O'Driscoll added: "We have got to go out to win it and play a lot better than that. It's a big ask but stranger things have happened.
"You don't ever lose faith in what you're capable of, but so far we haven't produced that."
After making such heavy weather of Namibia and Georgia that at times they might have passed for England in green jerseys, the Irish rode into the eye of a Parisian storm hoping France would again find the burden of expectation too much to bear and dissolve as they had done at the grand opening a fortnight earlier against the Pumas.
The attendance of the Irish Prime Minister Bertie Aherne, a discreet distance from the French president Nicolas Sarkozy, almost turned the duel into a state occasion.
Despite the fitful fury of their start and the fleeting glimpse of an early try when O'Gara's garryowen caused pandemonium in the French ranks, Jean-Baptiste Elissalde struck a hat-trick of soothing early penalties, all three delivered from within the Irish 22 over a period of 16 minutes.
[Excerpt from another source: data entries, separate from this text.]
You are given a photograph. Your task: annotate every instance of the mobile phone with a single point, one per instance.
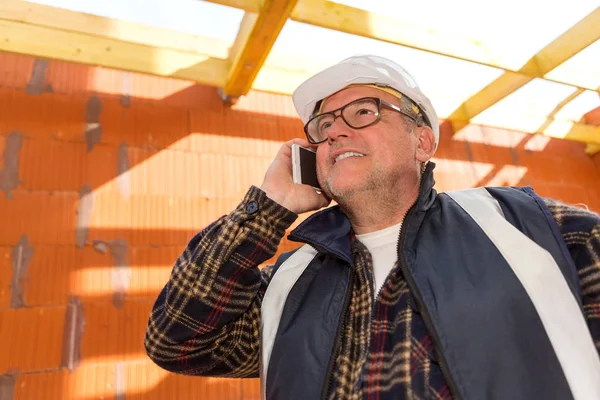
(304, 166)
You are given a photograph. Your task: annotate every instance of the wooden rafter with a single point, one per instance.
(339, 17)
(574, 40)
(256, 36)
(53, 33)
All of a sudden, a match which head coach Eddie O'Sullivan had viewed as less than "mission impossible" was beginning to assume that sort of proportion.
It would have been considerably worse but for some frantic last-ditch heroics from Shane Horgan, just enough to drag Clement Poitrenaud into touch before the acrobatic Toulouse full back thrust out a telescopic right arm to dot down in the corner.
No sooner had English referee Chris White called for technological assistance in disallowing the try than Michalak had the French backs fizzing in all directions and the Irish again at breaking point.
They survived at the cost of Elissalde's third penalty, a small price to pay for hanging on and dredging all their vast experience to pull them through.
That experience amounted to a stack of caps almost as high as the Eiffel Tower, a total of more than 700 out on the pitch and almost another 200 parked up in the stands belonging to Peter Stringer, Denis Hickie and Geordan Murphy, all surplus to requirements.
O'Gara, having missed an earlier penalty from the French 10-metre line, ensured the Irish had something to show in the shape of a drop goal before a misunderstanding between the fly half and Horgan allowed France to unleash Sebastien Chabal, in all his terrifying glory, from a close-range line-out.
A swarm of green jerseys engulfed him before surviving a battering in front of their own posts, again at the inevitable cost of the pot-shot penalty from which Elissalde restored the nine-point lead at the break.
The omens had not been good for Ireland — one win in the French capital for 35 years and none since Brian O'Driscoll's hattrick of tries seven years ago.
But the longer they kept in touch, the more the likelihood of France wobbling. Simon Easterby's break deep into the opposition 22 roused the vast army of Irish fans only for Elissalde to respond by increasing the French lead.
Easterby, the Yorkshireman who lives in Wales and qualifies for Ireland through his mother's nationality, conceded more than three times the amount of ground he made by flattening Michalak with a late tackle.
When Ireland pulled down the consequent line-out maul, Elissalde duly nailed his fifth goal.
The magic which had been missing from France came out of the blue like a flash of lightning.
Michalak's wonderful kick from the outside of his right foot curved so perfectly into the path of Clerc that the hurtling Toulouse wing gathered it in-goal on the second bounce.
Ireland, for all their heroics, had been undone in that one moment of genius. France were off the hook and back on track.
Elissalde could afford to send a sixth penalty smacking against an upright and miss both conversions of Clerc's tries.
Now, ironically, Raphael Ibanez's team need Ireland to beat Argentina next weekend if the hosts are to gain a home quarter-final against Scotland or Italy instead of traipsing to Cardiff for one against New Zealand.